It seems that every time I post here I begin by apologizing for a long absence. My father passed away three weeks ago, so my attention has been understandably diverted. I haven't forgotten my final installment of English history, but today it's the word "awkward" that has captured my interest.
This funny little word came up in two unrelated conversations on Sunday, and I realized that I didn't know a thing about its background. The word itself is awkward, isn't it? It looks unwieldy on the page, with that bizarre wkw combination right in the middle, and you nearly swallow the initial vowel in pronouncing it. It's difficult to define, as well-- the OED listed seven main definitions with eighteen subcategories all together, and not one of them, I felt, encapsulated what most of us mean when we say "awkward."
The word itself is derived from a term that has long been obsolete: awk, from Old Norse ofug (which, it seems, had its roots in the Sanskrit apak, meaning "turned away.") Something that was awk was the wrong way round somehow-- perhaps literally backwards, possibly perverse or just clumsy and hard to deal with. To be awkward, then, was to go in an awk direction. Awkward today can mean ungraceful or ungainly, embarrassing or inconvenient, untoward or unfavorable; these are some of the definitions given by the OED. Social awkwardness, however, seems to me to be a little more complicated than merely tripping over the carpet or winding up with one's foot in one's mouth.
One of the two conversations I had about "awkward" concerned my difficulty in translating it into French. There's maladroit (roughly, clumsy") and mal a\ l'aise, literally "ill at ease" and also used for nervous, but to describe that horrible disjointed feeling one sometimes gets in uncomfortable social situations, these are both... well, a little awkward. In the second conversation, a friend proposed a definition of awkwardness as not having a defined social role to play or, upon having one, not knowing how to play it. This struck me as nearer the mark than what the OED had to offer, except for one thing.
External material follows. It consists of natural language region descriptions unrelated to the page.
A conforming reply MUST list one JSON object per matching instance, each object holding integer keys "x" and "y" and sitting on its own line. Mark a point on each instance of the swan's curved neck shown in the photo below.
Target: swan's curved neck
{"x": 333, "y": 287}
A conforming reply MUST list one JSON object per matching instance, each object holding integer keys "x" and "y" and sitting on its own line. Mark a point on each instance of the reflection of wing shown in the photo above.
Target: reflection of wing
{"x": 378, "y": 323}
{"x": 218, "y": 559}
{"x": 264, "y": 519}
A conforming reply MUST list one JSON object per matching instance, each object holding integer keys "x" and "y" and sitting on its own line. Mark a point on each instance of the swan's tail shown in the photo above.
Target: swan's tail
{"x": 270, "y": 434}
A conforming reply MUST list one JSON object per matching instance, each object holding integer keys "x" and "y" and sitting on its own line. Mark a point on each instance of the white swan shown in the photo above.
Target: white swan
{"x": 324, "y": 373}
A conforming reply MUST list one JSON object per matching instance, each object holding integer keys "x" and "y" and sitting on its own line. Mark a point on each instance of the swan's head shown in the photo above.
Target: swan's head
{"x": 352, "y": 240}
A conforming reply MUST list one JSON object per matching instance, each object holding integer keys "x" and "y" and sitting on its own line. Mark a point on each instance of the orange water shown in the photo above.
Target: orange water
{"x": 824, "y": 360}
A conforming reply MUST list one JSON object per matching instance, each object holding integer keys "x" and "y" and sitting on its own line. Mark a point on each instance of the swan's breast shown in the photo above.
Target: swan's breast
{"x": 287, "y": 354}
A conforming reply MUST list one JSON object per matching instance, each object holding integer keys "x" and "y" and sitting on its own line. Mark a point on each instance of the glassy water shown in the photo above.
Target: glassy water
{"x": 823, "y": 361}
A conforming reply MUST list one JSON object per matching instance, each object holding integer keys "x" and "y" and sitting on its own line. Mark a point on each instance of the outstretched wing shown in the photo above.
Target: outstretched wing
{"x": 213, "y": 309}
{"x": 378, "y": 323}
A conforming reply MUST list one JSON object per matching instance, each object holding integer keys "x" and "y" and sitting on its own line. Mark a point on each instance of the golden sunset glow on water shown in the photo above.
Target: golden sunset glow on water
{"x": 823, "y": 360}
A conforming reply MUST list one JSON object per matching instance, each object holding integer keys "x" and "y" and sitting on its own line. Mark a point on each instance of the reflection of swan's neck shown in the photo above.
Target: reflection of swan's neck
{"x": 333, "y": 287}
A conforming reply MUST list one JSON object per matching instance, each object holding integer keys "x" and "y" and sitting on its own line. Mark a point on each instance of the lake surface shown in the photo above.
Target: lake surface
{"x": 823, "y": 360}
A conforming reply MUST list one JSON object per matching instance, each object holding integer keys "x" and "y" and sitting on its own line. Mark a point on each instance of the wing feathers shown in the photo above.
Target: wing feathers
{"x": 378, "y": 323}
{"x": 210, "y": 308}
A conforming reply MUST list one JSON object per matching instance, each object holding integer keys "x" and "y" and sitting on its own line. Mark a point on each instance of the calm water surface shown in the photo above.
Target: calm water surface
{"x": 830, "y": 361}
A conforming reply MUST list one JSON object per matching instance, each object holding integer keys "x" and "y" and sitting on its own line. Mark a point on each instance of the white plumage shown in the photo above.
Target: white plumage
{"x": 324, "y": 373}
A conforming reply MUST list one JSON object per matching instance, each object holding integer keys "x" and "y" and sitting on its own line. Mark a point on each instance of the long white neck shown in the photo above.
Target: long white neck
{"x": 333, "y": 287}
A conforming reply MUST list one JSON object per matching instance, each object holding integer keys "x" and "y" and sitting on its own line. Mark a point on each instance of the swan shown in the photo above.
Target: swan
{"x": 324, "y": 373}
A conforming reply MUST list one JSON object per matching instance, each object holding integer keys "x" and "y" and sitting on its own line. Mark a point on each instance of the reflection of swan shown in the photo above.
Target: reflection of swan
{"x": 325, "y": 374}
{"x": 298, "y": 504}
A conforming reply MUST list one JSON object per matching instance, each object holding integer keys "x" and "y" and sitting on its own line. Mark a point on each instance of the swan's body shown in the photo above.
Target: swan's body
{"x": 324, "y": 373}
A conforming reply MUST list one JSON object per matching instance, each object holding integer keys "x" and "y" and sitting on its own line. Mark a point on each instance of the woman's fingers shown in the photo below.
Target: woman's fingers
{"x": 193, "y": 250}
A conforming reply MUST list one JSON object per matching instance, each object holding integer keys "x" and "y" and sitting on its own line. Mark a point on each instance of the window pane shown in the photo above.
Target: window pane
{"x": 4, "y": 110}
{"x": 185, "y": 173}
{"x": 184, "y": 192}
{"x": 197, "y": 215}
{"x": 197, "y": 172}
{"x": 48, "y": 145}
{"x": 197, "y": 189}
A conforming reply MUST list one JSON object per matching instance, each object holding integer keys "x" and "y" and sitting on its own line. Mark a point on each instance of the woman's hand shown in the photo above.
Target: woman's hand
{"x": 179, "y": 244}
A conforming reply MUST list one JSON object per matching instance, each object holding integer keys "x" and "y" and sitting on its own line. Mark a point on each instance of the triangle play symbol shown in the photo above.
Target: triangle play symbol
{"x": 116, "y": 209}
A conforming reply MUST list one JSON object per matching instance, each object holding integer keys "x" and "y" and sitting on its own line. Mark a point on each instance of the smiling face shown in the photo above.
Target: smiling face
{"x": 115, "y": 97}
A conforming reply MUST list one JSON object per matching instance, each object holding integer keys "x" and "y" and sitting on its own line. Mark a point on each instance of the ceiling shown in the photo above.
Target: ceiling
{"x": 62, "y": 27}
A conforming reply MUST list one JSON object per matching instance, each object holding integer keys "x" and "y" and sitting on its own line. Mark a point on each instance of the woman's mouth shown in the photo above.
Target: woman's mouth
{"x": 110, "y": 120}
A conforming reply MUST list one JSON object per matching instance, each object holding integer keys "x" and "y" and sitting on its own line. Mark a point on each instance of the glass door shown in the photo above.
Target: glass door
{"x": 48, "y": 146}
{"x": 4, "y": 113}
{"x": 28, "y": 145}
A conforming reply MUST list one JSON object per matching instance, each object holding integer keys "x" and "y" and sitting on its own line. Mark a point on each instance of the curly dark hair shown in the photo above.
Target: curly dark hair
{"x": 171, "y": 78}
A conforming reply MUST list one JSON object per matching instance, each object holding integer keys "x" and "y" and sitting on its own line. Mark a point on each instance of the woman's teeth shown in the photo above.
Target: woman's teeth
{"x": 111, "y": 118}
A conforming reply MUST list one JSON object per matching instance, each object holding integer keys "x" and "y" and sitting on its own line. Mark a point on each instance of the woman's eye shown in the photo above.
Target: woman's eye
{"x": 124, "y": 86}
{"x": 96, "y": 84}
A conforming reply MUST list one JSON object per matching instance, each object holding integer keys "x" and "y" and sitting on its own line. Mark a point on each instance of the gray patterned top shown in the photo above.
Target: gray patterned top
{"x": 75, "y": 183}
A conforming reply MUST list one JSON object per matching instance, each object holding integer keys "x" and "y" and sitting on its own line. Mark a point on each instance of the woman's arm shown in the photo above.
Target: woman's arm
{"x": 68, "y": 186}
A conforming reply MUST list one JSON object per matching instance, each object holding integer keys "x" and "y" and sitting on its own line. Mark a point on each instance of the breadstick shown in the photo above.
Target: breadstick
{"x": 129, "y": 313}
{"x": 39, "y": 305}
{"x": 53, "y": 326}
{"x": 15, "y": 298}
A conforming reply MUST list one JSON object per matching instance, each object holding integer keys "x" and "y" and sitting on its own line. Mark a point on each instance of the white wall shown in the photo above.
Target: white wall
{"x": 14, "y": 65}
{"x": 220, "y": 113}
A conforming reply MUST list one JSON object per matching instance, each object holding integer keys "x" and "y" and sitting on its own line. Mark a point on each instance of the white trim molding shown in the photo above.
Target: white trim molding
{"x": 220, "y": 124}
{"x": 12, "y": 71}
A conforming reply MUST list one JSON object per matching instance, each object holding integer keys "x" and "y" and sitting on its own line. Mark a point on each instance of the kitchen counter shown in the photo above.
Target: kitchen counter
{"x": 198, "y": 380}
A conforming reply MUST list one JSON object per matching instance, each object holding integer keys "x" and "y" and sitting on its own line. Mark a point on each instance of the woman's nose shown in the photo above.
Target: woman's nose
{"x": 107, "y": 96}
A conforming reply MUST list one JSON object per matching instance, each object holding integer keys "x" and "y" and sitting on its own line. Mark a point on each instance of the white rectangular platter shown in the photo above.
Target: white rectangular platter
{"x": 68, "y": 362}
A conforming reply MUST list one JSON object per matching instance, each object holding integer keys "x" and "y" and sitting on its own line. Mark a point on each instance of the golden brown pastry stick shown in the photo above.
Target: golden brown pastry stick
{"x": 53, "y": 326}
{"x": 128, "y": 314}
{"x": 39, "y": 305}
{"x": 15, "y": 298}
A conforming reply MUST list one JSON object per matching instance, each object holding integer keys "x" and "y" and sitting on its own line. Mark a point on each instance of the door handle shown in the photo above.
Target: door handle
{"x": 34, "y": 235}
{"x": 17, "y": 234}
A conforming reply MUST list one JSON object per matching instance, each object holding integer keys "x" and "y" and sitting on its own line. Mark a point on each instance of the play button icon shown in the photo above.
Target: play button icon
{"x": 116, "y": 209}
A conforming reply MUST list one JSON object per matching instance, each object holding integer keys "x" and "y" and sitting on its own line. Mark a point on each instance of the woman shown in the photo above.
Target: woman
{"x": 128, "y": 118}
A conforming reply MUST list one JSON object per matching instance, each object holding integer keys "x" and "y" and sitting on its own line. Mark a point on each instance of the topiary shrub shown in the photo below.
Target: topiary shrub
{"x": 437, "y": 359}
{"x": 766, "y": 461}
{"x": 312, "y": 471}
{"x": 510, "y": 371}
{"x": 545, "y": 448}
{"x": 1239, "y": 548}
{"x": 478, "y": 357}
Far down the list of Oxford definitions is this: "Not easy to deal with; requiring cautious action; euphemistic for ‘rather dangerous.’" Not many people connect awkwardness with danger, but when confronting an unfamiliar social situation, I'd wager that most will have, to some degree, the sinking fear that they'll screw everything up without knowing how to stop themselves from doing it. In the past few weeks, dealing with paperwork and insurance and family and funeral protocol, I've had that sinking feeling several times. It felt both awkward and dangerous, realizing that everything was changing and not knowing how to orient myself. (Facing decidedly awk, as it were.)
The very last definition in the OED entry provided this great quotation from a 1928 article: "‘How old are you, Bobbie?’ ‘I'm just at the awkward age.’ ‘What do you call the awkward age?’ ‘I'm too old to cry and too young to swear.’" That's "awkward" exactly-- conflicted, ashamed of one's gawkiness, afraid of making some unpardonable blunder. Then again, that may just be me.